E ela então me perguntou: como você justifica isso?
O que você quer dizer?
E ela começou a me explicar sobre a pegada de carbono das viagens aéreas, e nesse momento eu a interrompi: Ah, Eu não me justifico.
Faço isso porque me faz sentir vivo, me dá prazer, eu gosto de fazer isso. E continuei dizendo que poderia inventar uma justificativa se ela desejasse. Talvez eu pudesse dizer que acredito que o efeito final dos meus voos e palestras, compensa dióxido de carbono produzido pelas minhas viagens aéreas. Talvez algumas pessoas ouçam o que eu digo e escolham uma carreira de permacultura ao invés de direito tributário. Talvez tenham a coragem de viver uma vida que contribua para uma sociedade ecológica. Mas mesmo que isso seja verdade, estaria mentindo se dissesse que isso é uma justificativa. A verdadeira razão, a verdade, é que faço isso porque gosto.
A mulher ficou horrorizada. Você é completamente imoral, disse. Pela sua lógica você poderia fazer o que bem entendesse, só porque tem vontade. Isso justificaria comer carne animal, sacrificar a vida de um ser senciente só pelo prazer transitório de seu paladar. Pode justificar o assassinato, se isso é o que você tem vontade de fazer. Você não pode estar falando sério. Você não pode estar dizendo as pessoas para fazerem tudo o que querem!
Sim, é exatamente isso que eu estou fazendo, respondi. A conversa parou por aí, mas eu darei continuidade a ela agora. Ficará claro que fazer o que queremos rapidamente leva a compreensão de que não sabemos de fato o que queremos. Que o que nos foi dito sobre os objetos naturais do desejo é uma ficção.
Qual exatamente é o problema de fazer o que eu quiser, ou fazer o que me faz sentir bem? Por que o autodomínio é visto como uma virtude?

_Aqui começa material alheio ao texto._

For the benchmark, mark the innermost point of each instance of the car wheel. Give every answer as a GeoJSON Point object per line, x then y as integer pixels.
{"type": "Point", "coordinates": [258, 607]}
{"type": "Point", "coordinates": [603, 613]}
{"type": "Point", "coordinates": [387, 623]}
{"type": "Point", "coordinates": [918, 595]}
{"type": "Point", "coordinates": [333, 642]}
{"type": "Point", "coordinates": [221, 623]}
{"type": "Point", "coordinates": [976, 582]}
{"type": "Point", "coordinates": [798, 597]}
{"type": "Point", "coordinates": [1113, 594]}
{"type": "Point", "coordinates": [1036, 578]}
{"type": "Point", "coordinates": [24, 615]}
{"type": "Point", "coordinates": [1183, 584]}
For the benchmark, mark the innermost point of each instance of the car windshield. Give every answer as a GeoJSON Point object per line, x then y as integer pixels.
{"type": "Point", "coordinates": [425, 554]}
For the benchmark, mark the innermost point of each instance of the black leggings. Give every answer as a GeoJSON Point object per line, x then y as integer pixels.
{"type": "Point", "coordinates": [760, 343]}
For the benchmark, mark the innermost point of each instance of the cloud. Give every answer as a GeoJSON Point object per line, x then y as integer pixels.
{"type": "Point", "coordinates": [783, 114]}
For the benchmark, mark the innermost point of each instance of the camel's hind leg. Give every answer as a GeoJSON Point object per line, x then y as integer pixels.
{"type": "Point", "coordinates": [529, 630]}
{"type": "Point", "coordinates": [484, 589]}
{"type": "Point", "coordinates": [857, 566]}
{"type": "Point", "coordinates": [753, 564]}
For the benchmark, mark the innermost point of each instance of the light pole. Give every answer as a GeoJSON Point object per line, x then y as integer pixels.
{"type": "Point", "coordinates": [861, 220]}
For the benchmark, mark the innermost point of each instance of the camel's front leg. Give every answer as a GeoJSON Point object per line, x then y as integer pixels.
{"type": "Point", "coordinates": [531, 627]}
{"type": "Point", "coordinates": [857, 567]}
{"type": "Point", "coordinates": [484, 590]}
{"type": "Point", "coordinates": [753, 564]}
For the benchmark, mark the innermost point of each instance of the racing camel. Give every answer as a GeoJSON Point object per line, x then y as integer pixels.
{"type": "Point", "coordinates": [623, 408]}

Se o que queremos é destrutivo para nós mesmos e para os outros, então de fato seria horrível incentivar as pessoas a fazerem o que querem. Se Calvino estava certo sobre a total depravação humana; se o progresso humano é de fato uma ascensão do estado de selvageria bestial; se a natureza é, no fundo, uma guerra de todos contra todos e a natureza humana vencerá esta guerra por quaisquer meios; se os seres humanos são implacáveis maximizadores do seu próprio interesse através da racionalidade, então, sim, devemos dominar o desejo, conquistar a carne e transcender o prazer, subjugando a natureza biológica interna assim como conquistamos o outro, tornando-nos senhores cartesianos e possuidores de nós mesmos bem como do universo.
Essa é a velha história. Na nova história não mais estamos em guerra com a natureza e não mais procuramos dominar os ser. Nela descobrimos que o desejo tem sido tão destrutivo porque fomos enganados. As coisas que pensamos que queremos são em geral substitutos para o que realmente queremos, e os prazeres que buscamos são menores que a Alegria da qual nos distraem. Do ponto de vista normal, de certo parece que só com disciplina podemos vencer as tentações que nos cercam: comer demais; drogas; videogames; surfar na internet sem pensar; e tudo mais que consumimos. Essas coisas são inegavelmente destrutivas para a nossa própria vida e mais além; portanto, seria de esperar que não podemos confiar no desejo de jeito nenhum. Mas quando percebemos que essas coisas não são o que de fato queremos, nosso objetivo não é mais o primeiro desejo, mas identificar a verdadeira necessidade ou vontade, e supri-la. Essa não é uma tarefa fácil; é um profundo caminho de autorrealização.”